Visualization Scheme

Representation of Variation: Graph Tracks

Each indivdual chromosome/scaffold/contig sequence (aka graph path) is shown in one row as a track. In the single-bp zoom level, an artificial pangenome sequence is generated and shown on top, which is the concatenation of all sequences in the graph and thus contains all variation in the samples.

Pantograph Visualization Scheme

Due to the presence/absence representation of sequence, a single nucleotide polymorphism (SNP) is represented in two consecutive columns; filled column indicates the presence, blank column the absence of the sequence.
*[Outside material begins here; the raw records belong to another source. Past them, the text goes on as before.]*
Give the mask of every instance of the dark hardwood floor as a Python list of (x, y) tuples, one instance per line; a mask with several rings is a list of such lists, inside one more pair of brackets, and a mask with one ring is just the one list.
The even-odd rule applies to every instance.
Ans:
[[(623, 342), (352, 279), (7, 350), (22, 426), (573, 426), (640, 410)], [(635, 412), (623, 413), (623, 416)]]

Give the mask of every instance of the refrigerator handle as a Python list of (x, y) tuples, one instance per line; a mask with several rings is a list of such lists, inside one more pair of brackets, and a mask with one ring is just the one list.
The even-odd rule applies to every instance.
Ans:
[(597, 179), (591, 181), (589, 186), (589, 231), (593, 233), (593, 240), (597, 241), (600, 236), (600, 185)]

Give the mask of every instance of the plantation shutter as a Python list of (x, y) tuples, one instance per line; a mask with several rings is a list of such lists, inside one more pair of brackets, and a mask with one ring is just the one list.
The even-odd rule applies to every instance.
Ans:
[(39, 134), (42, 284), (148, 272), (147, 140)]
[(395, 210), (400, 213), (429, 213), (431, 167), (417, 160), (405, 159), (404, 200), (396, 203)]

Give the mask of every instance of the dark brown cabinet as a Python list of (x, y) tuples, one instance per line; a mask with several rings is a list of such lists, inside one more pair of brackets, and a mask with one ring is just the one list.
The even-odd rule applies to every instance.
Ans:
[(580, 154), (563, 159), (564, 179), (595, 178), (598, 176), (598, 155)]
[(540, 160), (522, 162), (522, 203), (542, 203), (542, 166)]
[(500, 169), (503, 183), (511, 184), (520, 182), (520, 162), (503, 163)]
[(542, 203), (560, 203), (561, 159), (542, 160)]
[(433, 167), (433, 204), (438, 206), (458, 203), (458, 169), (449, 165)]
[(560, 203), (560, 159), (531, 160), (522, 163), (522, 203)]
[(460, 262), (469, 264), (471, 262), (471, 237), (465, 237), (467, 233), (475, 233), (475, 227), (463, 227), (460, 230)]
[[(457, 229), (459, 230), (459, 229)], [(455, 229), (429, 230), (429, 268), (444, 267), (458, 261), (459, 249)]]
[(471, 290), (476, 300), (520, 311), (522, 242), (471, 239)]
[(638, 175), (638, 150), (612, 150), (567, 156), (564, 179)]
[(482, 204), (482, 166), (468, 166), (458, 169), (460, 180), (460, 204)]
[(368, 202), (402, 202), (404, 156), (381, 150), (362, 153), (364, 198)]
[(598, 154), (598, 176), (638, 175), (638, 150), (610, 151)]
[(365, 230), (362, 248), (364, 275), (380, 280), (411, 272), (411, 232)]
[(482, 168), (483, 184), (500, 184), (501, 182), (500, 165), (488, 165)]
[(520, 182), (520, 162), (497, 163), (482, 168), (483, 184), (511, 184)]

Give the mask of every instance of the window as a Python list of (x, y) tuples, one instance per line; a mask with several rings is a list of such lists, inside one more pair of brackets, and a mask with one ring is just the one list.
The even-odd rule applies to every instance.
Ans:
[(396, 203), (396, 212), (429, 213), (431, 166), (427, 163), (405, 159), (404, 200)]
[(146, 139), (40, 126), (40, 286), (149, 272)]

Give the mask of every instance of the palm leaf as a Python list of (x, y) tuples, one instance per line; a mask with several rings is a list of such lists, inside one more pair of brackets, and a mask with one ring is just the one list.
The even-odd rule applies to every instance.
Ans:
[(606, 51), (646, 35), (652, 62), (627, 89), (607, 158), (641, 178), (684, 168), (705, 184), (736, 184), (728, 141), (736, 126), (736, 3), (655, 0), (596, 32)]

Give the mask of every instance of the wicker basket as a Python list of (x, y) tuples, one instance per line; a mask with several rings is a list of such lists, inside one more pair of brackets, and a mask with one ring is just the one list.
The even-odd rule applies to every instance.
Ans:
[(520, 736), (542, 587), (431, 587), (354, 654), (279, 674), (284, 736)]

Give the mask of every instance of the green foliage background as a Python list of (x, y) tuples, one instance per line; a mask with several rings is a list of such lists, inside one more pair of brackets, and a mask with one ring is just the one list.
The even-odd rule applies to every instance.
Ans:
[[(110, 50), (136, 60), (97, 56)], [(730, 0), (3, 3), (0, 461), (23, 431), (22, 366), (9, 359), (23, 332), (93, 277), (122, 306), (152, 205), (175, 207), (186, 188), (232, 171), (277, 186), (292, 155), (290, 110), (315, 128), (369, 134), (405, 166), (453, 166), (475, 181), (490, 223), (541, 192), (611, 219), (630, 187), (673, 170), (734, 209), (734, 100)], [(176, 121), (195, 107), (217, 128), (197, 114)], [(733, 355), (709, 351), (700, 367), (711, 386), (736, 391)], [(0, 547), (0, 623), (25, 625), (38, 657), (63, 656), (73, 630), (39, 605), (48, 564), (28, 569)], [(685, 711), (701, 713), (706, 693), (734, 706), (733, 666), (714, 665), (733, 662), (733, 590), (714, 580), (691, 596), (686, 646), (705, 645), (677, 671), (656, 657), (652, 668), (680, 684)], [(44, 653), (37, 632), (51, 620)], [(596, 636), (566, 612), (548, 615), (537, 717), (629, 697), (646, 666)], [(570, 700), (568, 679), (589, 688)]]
Different kinds of variation can be represented with colors:

  • duplicated regions are colored in shades of turquoise based on the number of traversals of the respective sequences in the graph
  • inverted regions are denoted with a small band in shades of red on top of each track; such regions must be read from left to right

Variation that cannot be represented in the linear matrix scheme is displayed by links. Arrows pointing upwards indicate to continue reading the path's sequence at the other end of the link and in the direction of the tiny 'landing arrow'. By right clicking on a link column and selecting 'Follow link', the user can navigate to the other end of the link.

TIP

A legend can be opened anytime in a popup to explain the colors of the tracks; click on the info icon in the top right corner.

Gene Annotations

Available gene annotations for individual graph paths are overlaid in blue bands at the bottom of each track (exons: dark blue, introns: light blue; reverse oriented genes have darker blue colors than forward oriented genes).

Zoom levels / Bin Widths

Pantograph supports pre-computed zoom levels known as "bin widths", where each bin represents a defined number of consecutive bases in the pangenome sequence. The tool displays the fraction of bases covered in each bin through tooltips over the track's cells. Cell colors visually represent the coverage value using shades of grey, ranging from white (coverage 0: no sequence in the bin is present in the track) to dark grey (coverage 1: all bases in the bin are present in the track).

For example, if a bin width of 100 is selected, each column in Pantograph represents 100 consecutive bases in the sorted pangenome sequence. If the coverage value (indicated as 'cov' in the tooltip) is 0.7, it means that 70 of the 100 bases in that column are covered in the selected path. Similarly, the 'inv' value indicates the fraction of the 100 bases that are inverted (traversed from right to left).

INFO

If all bases in a bin are inverted, the cov and inv values are identical.

Zoom levels can be changed by the dropdown "Bin width" in the toolbar, or via the right-click menu on any column.

Variant Tracks

Any variant data obtained from re-sequencing, targeted sequencing, or genotyping can be seamlessly integrated into Pantograph, provided the reference genome used is included in the pangenome graph. Variants for each sample are displayed as a single variant track, with variant sites highlighted in the corresponding columns of the reference genome track.

Cells are color-coded in shades of green to represent genotypes: dark green indicates homozygous alternative alleles, while light green signifies homozygous reference calls.

Hovering over a cell displays detailed variant information, including the location on the reference genome, the called genotype ('GT'), the reference ('Ref') and alternative alleles ('Alt'), as well as comma-separated read coverages for these alleles ('covs'). If more than five variants are present in the same bin, the total number of variants is shown instead.

Variant tracks can be sorted by genotypes in a specific column by right-clicking the desired column and selecting "Sort variant tracks."